The vbm package implements variance-based
sensitivity analysis for weighting estimators, providing more
informative bounds on treatment effect estimates in observational
studies.
If the package vbm is not installed in their current R versions, users can install it by following the standard instruction:
Each time an R session is opened, the vbm library must be loaded with:
Moreover, the development version of vbm can be installed from GitHub with:
The National Child Development Survey (NCDS) follows a group of individuals born in the United Kingdom back in 1958 1: This longitudinal study collects respondents’ information on education, family, socioeconomic status and health. Among over 17,000 individuals, we took a subset of 3,642 men who were working in 1991 and had complete data on their education and wages, following the approach of Battistin and Sianesi (2011). Missing values were then imputed using MICE (van Buuren & Groothuis-Oudshoorn, 2010). We excluded variables related to education level and wage to avoid data leakage in this study.

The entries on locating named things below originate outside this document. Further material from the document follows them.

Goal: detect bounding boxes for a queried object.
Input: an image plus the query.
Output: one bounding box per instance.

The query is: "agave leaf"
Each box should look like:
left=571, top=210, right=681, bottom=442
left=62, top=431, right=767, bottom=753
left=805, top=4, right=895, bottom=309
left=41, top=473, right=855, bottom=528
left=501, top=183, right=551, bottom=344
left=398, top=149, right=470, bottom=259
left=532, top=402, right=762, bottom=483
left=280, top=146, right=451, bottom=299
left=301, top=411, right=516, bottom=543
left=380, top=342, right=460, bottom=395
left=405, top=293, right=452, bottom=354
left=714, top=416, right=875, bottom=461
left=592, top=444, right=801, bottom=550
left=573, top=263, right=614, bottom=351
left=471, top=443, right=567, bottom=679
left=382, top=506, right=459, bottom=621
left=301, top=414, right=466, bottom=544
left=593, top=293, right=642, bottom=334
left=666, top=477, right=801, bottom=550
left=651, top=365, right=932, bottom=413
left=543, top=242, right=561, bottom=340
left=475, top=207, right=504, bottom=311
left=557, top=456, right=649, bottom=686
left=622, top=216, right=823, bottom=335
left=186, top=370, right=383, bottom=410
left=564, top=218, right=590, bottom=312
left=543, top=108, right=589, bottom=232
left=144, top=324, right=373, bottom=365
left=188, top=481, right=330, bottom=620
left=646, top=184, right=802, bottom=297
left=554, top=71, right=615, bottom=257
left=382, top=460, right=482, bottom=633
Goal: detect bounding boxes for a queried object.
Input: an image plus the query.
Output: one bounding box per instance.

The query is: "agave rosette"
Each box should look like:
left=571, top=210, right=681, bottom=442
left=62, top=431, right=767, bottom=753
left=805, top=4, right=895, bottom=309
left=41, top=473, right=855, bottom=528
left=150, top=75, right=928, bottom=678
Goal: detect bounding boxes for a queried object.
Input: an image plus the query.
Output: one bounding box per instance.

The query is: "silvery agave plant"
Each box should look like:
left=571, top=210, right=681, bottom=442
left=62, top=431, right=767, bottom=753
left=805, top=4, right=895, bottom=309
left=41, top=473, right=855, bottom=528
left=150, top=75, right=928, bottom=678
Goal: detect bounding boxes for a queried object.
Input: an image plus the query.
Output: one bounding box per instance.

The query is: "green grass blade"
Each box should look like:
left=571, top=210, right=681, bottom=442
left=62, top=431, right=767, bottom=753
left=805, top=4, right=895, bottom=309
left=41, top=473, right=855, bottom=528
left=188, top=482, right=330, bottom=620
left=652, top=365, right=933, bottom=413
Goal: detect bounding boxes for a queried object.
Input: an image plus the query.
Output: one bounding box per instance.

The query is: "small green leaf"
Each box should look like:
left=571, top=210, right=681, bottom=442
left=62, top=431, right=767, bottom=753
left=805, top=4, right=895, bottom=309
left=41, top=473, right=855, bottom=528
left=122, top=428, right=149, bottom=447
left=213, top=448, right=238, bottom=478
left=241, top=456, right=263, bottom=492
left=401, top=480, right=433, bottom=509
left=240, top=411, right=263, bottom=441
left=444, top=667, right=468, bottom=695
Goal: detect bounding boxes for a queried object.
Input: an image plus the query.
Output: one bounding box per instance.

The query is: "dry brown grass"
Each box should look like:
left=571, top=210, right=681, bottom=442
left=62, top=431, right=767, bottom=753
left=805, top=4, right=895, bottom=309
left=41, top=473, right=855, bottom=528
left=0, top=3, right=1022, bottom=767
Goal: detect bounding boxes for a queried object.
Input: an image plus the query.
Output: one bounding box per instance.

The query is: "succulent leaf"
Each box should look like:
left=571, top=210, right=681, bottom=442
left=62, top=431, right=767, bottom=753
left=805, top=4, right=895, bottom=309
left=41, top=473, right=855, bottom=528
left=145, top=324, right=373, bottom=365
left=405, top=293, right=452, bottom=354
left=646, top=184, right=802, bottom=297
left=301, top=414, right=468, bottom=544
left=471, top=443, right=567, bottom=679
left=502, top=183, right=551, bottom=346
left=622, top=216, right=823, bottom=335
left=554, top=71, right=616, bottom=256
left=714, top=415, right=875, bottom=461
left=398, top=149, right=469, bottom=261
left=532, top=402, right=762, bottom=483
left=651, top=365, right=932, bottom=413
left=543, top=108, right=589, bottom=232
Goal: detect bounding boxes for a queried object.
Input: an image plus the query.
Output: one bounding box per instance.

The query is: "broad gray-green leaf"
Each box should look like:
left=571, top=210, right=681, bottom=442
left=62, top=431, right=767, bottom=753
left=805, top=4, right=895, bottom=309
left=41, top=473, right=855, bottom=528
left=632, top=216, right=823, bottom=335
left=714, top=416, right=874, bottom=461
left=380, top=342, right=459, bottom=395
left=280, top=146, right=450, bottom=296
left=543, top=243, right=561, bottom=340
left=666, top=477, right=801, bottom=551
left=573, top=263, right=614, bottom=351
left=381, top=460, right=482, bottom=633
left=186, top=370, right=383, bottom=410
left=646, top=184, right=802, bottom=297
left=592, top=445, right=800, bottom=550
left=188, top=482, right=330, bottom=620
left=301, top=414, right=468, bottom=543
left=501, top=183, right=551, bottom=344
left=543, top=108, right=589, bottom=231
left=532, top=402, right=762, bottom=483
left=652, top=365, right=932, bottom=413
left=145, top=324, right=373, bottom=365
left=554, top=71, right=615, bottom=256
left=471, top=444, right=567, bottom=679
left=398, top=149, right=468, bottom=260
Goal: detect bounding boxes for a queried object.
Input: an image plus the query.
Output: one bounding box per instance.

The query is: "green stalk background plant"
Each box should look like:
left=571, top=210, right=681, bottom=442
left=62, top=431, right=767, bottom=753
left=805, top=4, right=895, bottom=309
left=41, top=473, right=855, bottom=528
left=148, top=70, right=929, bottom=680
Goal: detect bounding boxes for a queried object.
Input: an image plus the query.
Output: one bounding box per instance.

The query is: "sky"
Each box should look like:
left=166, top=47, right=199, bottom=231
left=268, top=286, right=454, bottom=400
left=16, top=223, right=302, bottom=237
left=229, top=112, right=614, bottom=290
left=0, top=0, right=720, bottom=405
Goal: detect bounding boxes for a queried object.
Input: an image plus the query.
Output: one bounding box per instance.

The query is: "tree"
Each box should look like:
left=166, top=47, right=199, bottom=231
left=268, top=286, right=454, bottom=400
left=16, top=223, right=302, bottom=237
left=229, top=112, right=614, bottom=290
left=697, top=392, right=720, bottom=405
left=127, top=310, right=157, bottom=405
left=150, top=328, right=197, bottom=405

We are interested in whether attainment of academic qualification
leads to higher hourly wage. The outcome variable wage is
log of hourly pay in British pounds. The treatment variable
Dany is a binary indicator for education attainment,
i.e. whether the respondents has attained any academic qualification.
2399 people have qualification no lower than O-level, while the left
1243 have no formal education credential. A variety of covariates to
control are considered as follows:
white (whether is identified as white people),
scht (type of school at age 16), qmab &
qmab2 (math scores at ages 7 & 11), qvab
& qvab2 (reading scores at ages 7 & 11),
sib_u (number of siblings), agepa &
agema (age of father and mother in 1974),
maemp (mother’s job status in 1974), paed_u
& maed_u (years of schooling for father and mother). In
terms of potential unobserved confoundedness, differences in
neighborhood culture, economic background and mental health can be
considered.
Using str() helps to give a glimpse on the dataset.
library(WeightIt)
library(dplyr)
library(ggplot2)
library(jointVIP)
library(cobalt)
library(vbm)
data(NCDS)
str(ncds)
#> 'data.frame': 3642 obs. of 14 variables:
#> $ white : int 1 1 1 1 1 1 1 1 1 1 ...
#> $ wage : num 2.57 2.04 1.72 2.2 2.48 ...
#> $ Dany : int 1 1 0 1 1 0 0 1 1 1 ...
#> $ maemp : int 0 0 0 0 1 1 0 1 0 1 ...
#> $ scht : int 2 1 1 3 1 2 1 1 1 3 ...
#> $ qmab : int 2 5 4 5 3 1 4 5 5 2 ...
#> $ qmab2 : int 2 5 4 4 3 1 1 4 4 5 ...
#> $ qvab : int 1 5 4 4 2 2 2 4 3 4 ...
#> $ qvab2 : int 2 5 5 5 3 2 1 3 1 5 ...
#> $ paed_u: int 9 0 0 10 9 10 0 11 10 10 ...
#> $ maed_u: int 9 0 0 10 9 9 0 11 9 10 ...
#> $ agepa : int 60 56 57 40 57 43 43 46 43 47 ...
#> $ agema : int 59 56 53 41 45 42 38 45 43 40 ...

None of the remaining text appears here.